Ford displayed the Vega for several years at its Rotunda exhibition hall and then it gradually slipped into obscurity. But not before a seed was planted. While strolling through the 1953 Paris Auto Show, Henry Ford II first acknowledged interest in building his own two-seat roadster, which would become the 1955 Thunderbird.
Gardner is credited with singlehandedly designing the 1956 line of Studebakers in a rented warehouse. And he competed against four other teams in a competition established to design the 1956 Lincoln Continental Mark II. Busy with his design career, Gardner passed the Vega to an associate who planned to update the driveline with a more powerful engine. Once disassembled, it spent the next 40 or so years moving from one garage to the next in the greater-Detroit area. Gardner's last design project was a neo-classic (Bentleyesque coachwork over a modern driveline) commissioned by firearms magnate Bill Ruger. The only details of his demise are that he asphyxiated himself in a friend's Auburn, Indiana garage in the spring of 1976.
The Vega continued its slow shuffle around Detroit.
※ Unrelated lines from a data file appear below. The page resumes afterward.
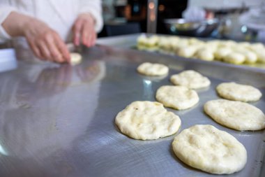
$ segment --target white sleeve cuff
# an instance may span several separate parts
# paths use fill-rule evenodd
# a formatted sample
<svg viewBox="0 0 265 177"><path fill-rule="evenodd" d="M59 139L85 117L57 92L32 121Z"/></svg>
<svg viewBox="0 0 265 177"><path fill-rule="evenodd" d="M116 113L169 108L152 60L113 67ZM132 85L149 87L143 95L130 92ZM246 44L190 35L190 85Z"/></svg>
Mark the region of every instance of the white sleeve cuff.
<svg viewBox="0 0 265 177"><path fill-rule="evenodd" d="M0 8L0 43L11 38L11 36L3 29L2 23L12 11L15 11L15 8L9 6Z"/></svg>

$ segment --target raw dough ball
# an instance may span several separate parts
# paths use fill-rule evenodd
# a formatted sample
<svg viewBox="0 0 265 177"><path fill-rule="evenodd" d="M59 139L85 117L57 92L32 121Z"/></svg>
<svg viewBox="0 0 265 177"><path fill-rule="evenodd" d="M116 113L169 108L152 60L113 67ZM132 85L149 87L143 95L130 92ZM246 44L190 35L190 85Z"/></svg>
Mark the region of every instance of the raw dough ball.
<svg viewBox="0 0 265 177"><path fill-rule="evenodd" d="M202 48L198 50L196 57L202 60L213 61L214 59L213 52L211 49Z"/></svg>
<svg viewBox="0 0 265 177"><path fill-rule="evenodd" d="M156 98L165 106L179 110L190 108L199 102L197 92L183 86L162 86Z"/></svg>
<svg viewBox="0 0 265 177"><path fill-rule="evenodd" d="M169 68L162 64L145 62L137 67L137 71L146 76L158 76L167 74Z"/></svg>
<svg viewBox="0 0 265 177"><path fill-rule="evenodd" d="M182 131L173 143L173 150L182 162L215 174L241 170L247 151L236 138L209 125L197 125Z"/></svg>
<svg viewBox="0 0 265 177"><path fill-rule="evenodd" d="M227 55L223 58L223 60L224 62L227 63L240 64L243 64L245 62L245 57L243 55L239 52L232 52Z"/></svg>
<svg viewBox="0 0 265 177"><path fill-rule="evenodd" d="M204 108L212 119L229 128L240 131L265 128L265 115L247 103L216 99L206 102Z"/></svg>
<svg viewBox="0 0 265 177"><path fill-rule="evenodd" d="M181 119L167 111L162 104L134 101L116 115L116 125L121 132L135 139L157 139L175 134Z"/></svg>
<svg viewBox="0 0 265 177"><path fill-rule="evenodd" d="M79 53L72 52L70 54L71 64L80 64L82 61L82 55Z"/></svg>
<svg viewBox="0 0 265 177"><path fill-rule="evenodd" d="M262 96L257 88L235 83L224 83L216 87L216 91L224 99L244 102L256 101Z"/></svg>
<svg viewBox="0 0 265 177"><path fill-rule="evenodd" d="M171 76L170 80L174 85L186 86L190 89L206 87L211 84L209 78L193 70L187 70L174 74Z"/></svg>

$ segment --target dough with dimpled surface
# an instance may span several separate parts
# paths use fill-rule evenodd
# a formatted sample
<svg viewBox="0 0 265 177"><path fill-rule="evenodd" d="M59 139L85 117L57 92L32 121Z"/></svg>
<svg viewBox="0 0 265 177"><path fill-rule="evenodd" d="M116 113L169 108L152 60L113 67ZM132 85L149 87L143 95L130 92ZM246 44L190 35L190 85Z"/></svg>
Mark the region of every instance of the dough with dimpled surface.
<svg viewBox="0 0 265 177"><path fill-rule="evenodd" d="M176 157L185 164L215 174L241 170L247 151L236 138L209 125L197 125L182 131L172 143Z"/></svg>
<svg viewBox="0 0 265 177"><path fill-rule="evenodd" d="M218 123L236 130L260 130L265 128L265 115L255 106L226 99L209 101L204 111Z"/></svg>
<svg viewBox="0 0 265 177"><path fill-rule="evenodd" d="M216 87L218 94L224 99L244 102L256 101L260 99L262 92L248 85L236 83L223 83Z"/></svg>
<svg viewBox="0 0 265 177"><path fill-rule="evenodd" d="M160 103L137 101L119 112L115 122L123 134L135 139L150 140L175 134L181 121Z"/></svg>

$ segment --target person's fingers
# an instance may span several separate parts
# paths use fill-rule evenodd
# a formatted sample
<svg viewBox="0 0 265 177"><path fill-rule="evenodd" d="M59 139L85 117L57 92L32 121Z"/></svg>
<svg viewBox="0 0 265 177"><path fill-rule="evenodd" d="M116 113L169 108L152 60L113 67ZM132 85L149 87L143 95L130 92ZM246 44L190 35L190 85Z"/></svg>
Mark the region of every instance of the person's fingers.
<svg viewBox="0 0 265 177"><path fill-rule="evenodd" d="M59 35L56 36L56 44L63 56L63 62L70 62L70 52L66 45L63 42Z"/></svg>
<svg viewBox="0 0 265 177"><path fill-rule="evenodd" d="M47 46L52 57L52 60L61 63L63 62L62 54L56 45L58 42L56 41L56 38L54 36L50 35L46 38Z"/></svg>
<svg viewBox="0 0 265 177"><path fill-rule="evenodd" d="M41 53L40 50L38 48L38 46L36 46L34 43L32 42L31 40L27 39L27 42L29 45L29 47L31 48L31 50L33 51L34 55L37 57L38 58L40 59L43 59L43 57L41 56Z"/></svg>
<svg viewBox="0 0 265 177"><path fill-rule="evenodd" d="M82 26L82 20L77 20L73 27L73 34L74 34L74 44L75 45L79 45L80 44L80 34L81 29Z"/></svg>

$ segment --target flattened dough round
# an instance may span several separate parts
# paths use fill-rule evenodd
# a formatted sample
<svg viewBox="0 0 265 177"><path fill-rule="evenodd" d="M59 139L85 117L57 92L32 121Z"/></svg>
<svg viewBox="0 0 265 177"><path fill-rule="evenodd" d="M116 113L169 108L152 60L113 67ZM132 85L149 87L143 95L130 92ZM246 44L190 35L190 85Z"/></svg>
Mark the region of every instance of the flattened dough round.
<svg viewBox="0 0 265 177"><path fill-rule="evenodd" d="M215 174L230 174L241 170L247 151L231 134L209 125L197 125L178 134L173 150L182 162Z"/></svg>
<svg viewBox="0 0 265 177"><path fill-rule="evenodd" d="M217 86L216 91L224 99L244 102L256 101L262 96L262 92L252 86L235 83L221 83Z"/></svg>
<svg viewBox="0 0 265 177"><path fill-rule="evenodd" d="M71 64L80 64L82 61L82 55L79 53L72 52L70 54Z"/></svg>
<svg viewBox="0 0 265 177"><path fill-rule="evenodd" d="M226 99L209 101L204 111L218 123L236 130L259 130L265 128L265 115L255 106Z"/></svg>
<svg viewBox="0 0 265 177"><path fill-rule="evenodd" d="M121 132L135 139L157 139L175 134L181 119L162 104L134 101L118 113L116 125Z"/></svg>
<svg viewBox="0 0 265 177"><path fill-rule="evenodd" d="M165 106L179 110L190 108L199 102L197 92L183 86L162 86L156 98Z"/></svg>
<svg viewBox="0 0 265 177"><path fill-rule="evenodd" d="M169 68L162 64L145 62L137 67L137 71L146 76L158 76L167 74Z"/></svg>
<svg viewBox="0 0 265 177"><path fill-rule="evenodd" d="M190 89L206 87L211 85L211 81L206 77L193 70L186 70L174 74L170 78L174 85L186 86Z"/></svg>

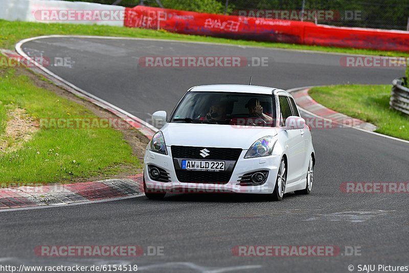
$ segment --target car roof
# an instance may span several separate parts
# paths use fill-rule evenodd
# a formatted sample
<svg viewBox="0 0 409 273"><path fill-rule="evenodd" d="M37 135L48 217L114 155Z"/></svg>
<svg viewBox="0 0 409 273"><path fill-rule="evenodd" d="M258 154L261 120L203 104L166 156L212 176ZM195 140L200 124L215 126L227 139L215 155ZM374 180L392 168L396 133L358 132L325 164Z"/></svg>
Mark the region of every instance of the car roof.
<svg viewBox="0 0 409 273"><path fill-rule="evenodd" d="M192 87L190 91L194 92L234 92L238 93L253 93L271 95L282 93L289 94L282 89L258 85L244 84L210 84L199 85Z"/></svg>

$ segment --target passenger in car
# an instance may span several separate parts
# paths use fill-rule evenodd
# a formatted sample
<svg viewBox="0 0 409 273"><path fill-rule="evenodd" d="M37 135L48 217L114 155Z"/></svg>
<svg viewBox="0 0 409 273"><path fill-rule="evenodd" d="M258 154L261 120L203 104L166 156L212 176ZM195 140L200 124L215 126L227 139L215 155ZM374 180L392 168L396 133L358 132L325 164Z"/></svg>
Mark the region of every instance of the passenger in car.
<svg viewBox="0 0 409 273"><path fill-rule="evenodd" d="M226 107L220 102L215 102L204 117L200 119L201 120L223 121L226 119Z"/></svg>
<svg viewBox="0 0 409 273"><path fill-rule="evenodd" d="M251 118L261 118L264 120L266 123L271 124L272 123L272 118L269 113L264 112L263 107L260 104L258 99L253 98L250 99L245 105L248 109L248 113Z"/></svg>

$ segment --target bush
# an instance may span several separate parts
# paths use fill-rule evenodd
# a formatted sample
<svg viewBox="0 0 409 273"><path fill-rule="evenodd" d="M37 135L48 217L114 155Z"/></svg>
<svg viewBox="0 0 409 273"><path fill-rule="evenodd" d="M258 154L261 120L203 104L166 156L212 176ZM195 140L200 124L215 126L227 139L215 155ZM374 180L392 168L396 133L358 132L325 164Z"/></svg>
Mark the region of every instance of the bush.
<svg viewBox="0 0 409 273"><path fill-rule="evenodd" d="M168 9L206 13L223 14L224 12L224 6L217 0L162 0L161 2L164 7Z"/></svg>

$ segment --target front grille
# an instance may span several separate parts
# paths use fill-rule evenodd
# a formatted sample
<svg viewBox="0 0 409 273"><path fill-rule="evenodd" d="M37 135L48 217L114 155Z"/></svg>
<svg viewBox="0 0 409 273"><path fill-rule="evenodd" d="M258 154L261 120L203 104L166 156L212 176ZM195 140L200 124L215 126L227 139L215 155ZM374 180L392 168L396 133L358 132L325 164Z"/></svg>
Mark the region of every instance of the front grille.
<svg viewBox="0 0 409 273"><path fill-rule="evenodd" d="M237 161L242 150L233 148L208 148L206 147L170 147L174 158L196 159L201 160L234 160ZM205 158L200 155L201 150L207 149L209 155Z"/></svg>
<svg viewBox="0 0 409 273"><path fill-rule="evenodd" d="M240 148L212 148L204 147L177 146L170 147L173 164L177 179L186 183L209 183L226 184L232 177L234 166L241 152ZM201 150L207 149L209 155L203 157L200 155ZM224 171L192 171L181 170L180 163L183 160L224 161L225 170Z"/></svg>
<svg viewBox="0 0 409 273"><path fill-rule="evenodd" d="M232 172L176 170L176 175L179 181L186 183L226 184L230 180Z"/></svg>

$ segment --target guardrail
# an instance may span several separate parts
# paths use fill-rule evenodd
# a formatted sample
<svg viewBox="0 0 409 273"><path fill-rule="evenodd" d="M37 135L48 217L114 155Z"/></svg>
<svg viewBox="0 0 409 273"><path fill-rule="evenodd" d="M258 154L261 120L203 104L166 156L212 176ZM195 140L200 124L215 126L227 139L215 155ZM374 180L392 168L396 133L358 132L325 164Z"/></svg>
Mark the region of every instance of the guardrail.
<svg viewBox="0 0 409 273"><path fill-rule="evenodd" d="M389 104L398 111L409 115L409 88L402 85L406 78L397 78L392 81L392 92Z"/></svg>

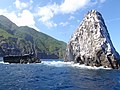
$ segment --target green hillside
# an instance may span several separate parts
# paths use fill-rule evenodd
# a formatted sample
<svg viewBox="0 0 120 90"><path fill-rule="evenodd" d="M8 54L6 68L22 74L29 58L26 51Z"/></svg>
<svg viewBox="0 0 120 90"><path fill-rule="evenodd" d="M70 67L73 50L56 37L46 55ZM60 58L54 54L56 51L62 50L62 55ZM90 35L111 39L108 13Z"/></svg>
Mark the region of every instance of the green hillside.
<svg viewBox="0 0 120 90"><path fill-rule="evenodd" d="M63 58L66 43L27 26L18 27L0 16L0 55L35 52L40 58Z"/></svg>

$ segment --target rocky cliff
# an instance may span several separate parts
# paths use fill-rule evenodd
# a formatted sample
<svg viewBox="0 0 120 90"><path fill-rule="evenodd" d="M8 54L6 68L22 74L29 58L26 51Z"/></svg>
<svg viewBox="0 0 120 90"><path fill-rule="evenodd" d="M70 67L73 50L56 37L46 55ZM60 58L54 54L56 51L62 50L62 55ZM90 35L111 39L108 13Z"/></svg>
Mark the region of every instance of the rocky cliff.
<svg viewBox="0 0 120 90"><path fill-rule="evenodd" d="M67 45L65 61L89 66L119 67L120 55L98 11L91 10L85 15Z"/></svg>

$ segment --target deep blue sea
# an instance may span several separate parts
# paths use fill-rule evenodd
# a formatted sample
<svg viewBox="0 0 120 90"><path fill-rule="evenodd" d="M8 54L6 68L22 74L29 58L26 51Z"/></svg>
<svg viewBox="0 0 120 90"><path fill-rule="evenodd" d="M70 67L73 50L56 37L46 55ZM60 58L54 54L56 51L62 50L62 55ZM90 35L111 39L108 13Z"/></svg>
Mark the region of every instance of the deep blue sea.
<svg viewBox="0 0 120 90"><path fill-rule="evenodd" d="M120 70L43 60L40 64L0 61L0 90L120 90Z"/></svg>

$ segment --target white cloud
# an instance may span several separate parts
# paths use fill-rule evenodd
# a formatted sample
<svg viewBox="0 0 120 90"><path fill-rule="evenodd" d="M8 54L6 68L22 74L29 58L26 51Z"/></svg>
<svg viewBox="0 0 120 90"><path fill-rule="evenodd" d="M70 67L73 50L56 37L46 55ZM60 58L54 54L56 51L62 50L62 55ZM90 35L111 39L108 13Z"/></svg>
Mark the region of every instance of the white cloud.
<svg viewBox="0 0 120 90"><path fill-rule="evenodd" d="M28 7L28 3L20 2L20 0L16 0L14 2L17 9L22 9Z"/></svg>
<svg viewBox="0 0 120 90"><path fill-rule="evenodd" d="M29 2L21 2L20 0L16 0L14 2L14 5L17 9L24 9L24 8L31 8L31 4L33 3L33 0L30 0Z"/></svg>
<svg viewBox="0 0 120 90"><path fill-rule="evenodd" d="M105 0L97 0L100 3L103 3ZM39 20L43 22L44 24L49 23L50 20L56 15L56 14L71 14L76 12L77 10L80 10L84 8L85 6L89 6L91 3L96 3L96 1L92 2L91 0L64 0L61 5L58 5L56 3L52 5L46 5L43 7L39 7L37 9L37 15L39 16ZM96 3L96 4L97 4ZM70 17L69 20L74 19L74 17ZM47 26L54 26L52 25L54 23L51 23ZM61 25L66 25L62 24Z"/></svg>
<svg viewBox="0 0 120 90"><path fill-rule="evenodd" d="M39 31L35 26L34 16L29 10L23 10L17 15L14 11L9 12L6 9L0 9L0 15L6 16L18 26L29 26Z"/></svg>
<svg viewBox="0 0 120 90"><path fill-rule="evenodd" d="M53 5L47 5L44 7L39 7L38 8L38 16L40 17L40 21L45 22L50 20L58 11L58 5L53 4Z"/></svg>
<svg viewBox="0 0 120 90"><path fill-rule="evenodd" d="M56 27L56 26L57 26L57 24L54 23L53 21L47 21L47 22L44 22L44 24L45 24L48 28Z"/></svg>
<svg viewBox="0 0 120 90"><path fill-rule="evenodd" d="M68 22L61 22L59 25L62 25L64 27L67 26L68 24L69 24Z"/></svg>
<svg viewBox="0 0 120 90"><path fill-rule="evenodd" d="M60 5L62 13L73 13L89 3L90 0L64 0Z"/></svg>
<svg viewBox="0 0 120 90"><path fill-rule="evenodd" d="M73 20L73 19L75 19L75 17L74 16L70 16L68 20L70 21L70 20Z"/></svg>

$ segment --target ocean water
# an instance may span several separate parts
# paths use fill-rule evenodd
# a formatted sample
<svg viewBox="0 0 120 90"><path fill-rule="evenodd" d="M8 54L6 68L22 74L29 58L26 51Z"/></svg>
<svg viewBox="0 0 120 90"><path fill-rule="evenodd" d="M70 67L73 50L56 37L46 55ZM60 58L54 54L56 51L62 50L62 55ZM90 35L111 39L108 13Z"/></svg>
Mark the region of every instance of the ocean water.
<svg viewBox="0 0 120 90"><path fill-rule="evenodd" d="M0 90L120 90L120 70L43 60L40 64L0 61Z"/></svg>

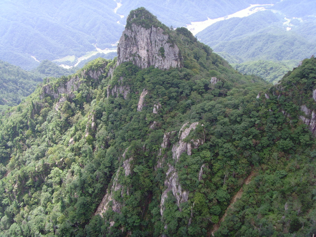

Gardner's psychologist, who collected specialty and prototype cars, rescued it from the hop-up artist. John Muir, the next owner, attempted to inch the machine down the long road back. "The engine was missing so I had one put together and I started reassembling the body to the frame." When it became clear he'd probably never get Humpty back together again, Muir offered the remains to dream car collector Joe Bortz. After several years of low-level negotiation, terms were finally agreed upon and Bortz hauled the fallen star to Chicago. When his friend Fran Roxas - the country's foremost V16 Cadillac restorer - spotted what was left of the Vega, it was love at first sight.
After a painstaking and expensive three-year disassembly and reconstruction in Roxas's Alsip, Illinois shop, the Ford Vega is back, more gorgeous than ever. Vince Gardner hoped to demonstrate that an American-made sports car could be just as tasteful and appealing as any import. Clearly, that mission has been accomplished and Gardner's legacy is secure.